Given \(n\) points, the graph obtained by adding all possible connections between them is called the complete graph on \(n\) vertices, denoted \(K_n\) (e.g. \(K_3\) is like a triangle and \(K_4\) is like a square with its diagonals drawn in). Now, Rothschild and Graham were considering complete graphs of \(n\)-dimensional cubes7, which have \(2^n\) vertices each, and properties of the colourings of their edges, i.e. the ways in which you can assign different colours to those edges. In particular, they asked what was the smallest value of \(n\) such that every 2-colour colouring, using, for example, red and blue, of the edges of the complete graph on an \(n\)-dimensional cube is forced to contain a subset \(S\) containing exactly 4 of its points such that all the edges between the points in \(S\) are the same colour and such that all points in \(S\) are coplanar8. They were able to prove that there is such an \(n\) and they knew from checking on paper that \(n>5\) and so they sought to also put an upper-bound on it (Graham’s number)9. It is constructed as follows:
Let \(G_1 = 3 \uparrow^4 3\) (an amazingly large number, so big that the number of 3s in its power-tower representation couldn’t be written in base 10 even if each digit could be assigned to each planck-volume in the observable universe!)

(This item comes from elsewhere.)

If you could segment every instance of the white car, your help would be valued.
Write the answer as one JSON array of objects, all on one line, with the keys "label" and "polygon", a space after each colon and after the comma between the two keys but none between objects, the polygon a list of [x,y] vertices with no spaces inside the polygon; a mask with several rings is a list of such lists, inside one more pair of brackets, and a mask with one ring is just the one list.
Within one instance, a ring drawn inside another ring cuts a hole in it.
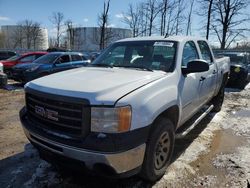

For each \(n\), let \(G_{n+1} = 3\uparrow^{G_n}3\)
Then Graham’s number is \(G_{64}\).
It is clear from this that uparrow notation becomes inadequate for integers as large as Graham’s Number, since there is no way of expressing it concisely if we need to write out all the arrows. Thus, when you have gotten over \(G_{64}\), we must move on to a better framework that will allow us to see just how large it is "in the grand scheme of things".

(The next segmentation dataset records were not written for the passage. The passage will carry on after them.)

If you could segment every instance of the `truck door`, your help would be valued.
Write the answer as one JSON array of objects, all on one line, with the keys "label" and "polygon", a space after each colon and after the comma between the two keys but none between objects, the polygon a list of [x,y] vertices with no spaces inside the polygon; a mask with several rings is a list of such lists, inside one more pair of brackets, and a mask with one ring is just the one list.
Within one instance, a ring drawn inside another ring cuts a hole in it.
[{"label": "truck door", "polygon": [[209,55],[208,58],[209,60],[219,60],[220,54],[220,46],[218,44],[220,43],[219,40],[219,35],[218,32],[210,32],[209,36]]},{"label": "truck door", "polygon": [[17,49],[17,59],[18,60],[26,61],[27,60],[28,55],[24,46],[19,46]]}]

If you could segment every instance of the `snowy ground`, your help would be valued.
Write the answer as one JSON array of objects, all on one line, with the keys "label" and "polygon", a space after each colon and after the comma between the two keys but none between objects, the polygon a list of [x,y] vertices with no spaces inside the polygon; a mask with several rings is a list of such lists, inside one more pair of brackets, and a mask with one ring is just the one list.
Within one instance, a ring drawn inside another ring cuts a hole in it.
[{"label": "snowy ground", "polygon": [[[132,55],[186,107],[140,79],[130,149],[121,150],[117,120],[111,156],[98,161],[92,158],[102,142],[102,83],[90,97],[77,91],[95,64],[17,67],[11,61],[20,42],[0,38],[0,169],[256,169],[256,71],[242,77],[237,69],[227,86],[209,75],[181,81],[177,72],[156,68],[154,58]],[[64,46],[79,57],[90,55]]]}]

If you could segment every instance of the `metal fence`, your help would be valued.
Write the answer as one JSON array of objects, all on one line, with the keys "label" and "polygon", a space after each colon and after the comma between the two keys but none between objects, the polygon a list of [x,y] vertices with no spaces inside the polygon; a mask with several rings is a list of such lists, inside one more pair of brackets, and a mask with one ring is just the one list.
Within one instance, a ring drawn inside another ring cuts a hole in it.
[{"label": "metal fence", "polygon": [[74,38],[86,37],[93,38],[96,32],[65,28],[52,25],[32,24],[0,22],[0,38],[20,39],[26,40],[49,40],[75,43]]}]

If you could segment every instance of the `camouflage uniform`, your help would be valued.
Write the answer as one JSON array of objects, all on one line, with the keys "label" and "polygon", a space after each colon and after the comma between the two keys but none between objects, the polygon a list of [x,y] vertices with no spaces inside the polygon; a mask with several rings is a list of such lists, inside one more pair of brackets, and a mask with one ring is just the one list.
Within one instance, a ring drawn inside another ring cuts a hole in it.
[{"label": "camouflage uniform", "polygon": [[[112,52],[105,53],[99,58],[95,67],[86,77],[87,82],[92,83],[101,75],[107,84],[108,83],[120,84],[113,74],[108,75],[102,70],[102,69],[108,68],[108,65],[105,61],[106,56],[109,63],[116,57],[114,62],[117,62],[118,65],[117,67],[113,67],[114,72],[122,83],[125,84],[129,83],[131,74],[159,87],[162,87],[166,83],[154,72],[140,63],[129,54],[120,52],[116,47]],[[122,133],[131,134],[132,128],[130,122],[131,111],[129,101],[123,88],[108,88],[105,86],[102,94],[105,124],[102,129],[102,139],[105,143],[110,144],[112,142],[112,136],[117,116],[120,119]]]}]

The Fast-Growing Hierarchy or the Grandest of Schemes of Things
The fast-growing hierarchy is a series of functions, built recursively, that grow faster and faster as we go up. We start with the simple function \(f_0(x) := x+1\) and we say10 that \(f_1(x) := f_0^x(x)\), or in other words \(x+x\). Similarly, \(f_2(x) := f_1^x(x) = x\times x\) and in general for any integer \(n>0\), \(f_n(x) = f_{n-1}^x(x)\).
So far, there is no difference between this and hyperoperations but now, we can use ordinals to give us unbounded growth-rates…There was a previous article11 introducing readers to the wonderful universe of ordinals but, to simplify their technical definition, they are a clever set-theoretic version of numbers, discovered by Georg Cantor, which essentially allows us to have a natural extension of the integers to varying sizes of infinity. The number \(\omega\) is the ordinal "larger" than all the integers but then we still have a well-defined concept of \(\omega+1\) or \(+2\) or \(+n\) and much, much more. We call \(\omega\) the first limit ordinal, meaning that it has no specific predecessor, but rather can be reached as a limit of a strictly increasing sequence, and we call \(2, 3, 4,n, \ldots\) and \(\omega+1, \omega+2,\omega+n\) etc. successor ordinals because they do have a well-defined predecessor (i.e. they are the successor of some known ordinal). Thus we have the definition that if \(\alpha\) is a successor ordinal, then \(f_\alpha(x) = f_{\alpha-1}^x(x)\), and if \(\alpha\) is a limit ordinal and \(S_\alpha\) is a strictly-increasing sequence of ordinals whose limit is \(\alpha\) (as in, \(\alpha\) is the smallest upper-bound for all the terms in \(S_\alpha\)), with \(S_{\alpha} [n]\) denoting the \(n\)th term of \(S_\alpha\) for some ordinal \(n\), then \(f_\alpha(x) = f_{S_{\alpha}}[x](x)\).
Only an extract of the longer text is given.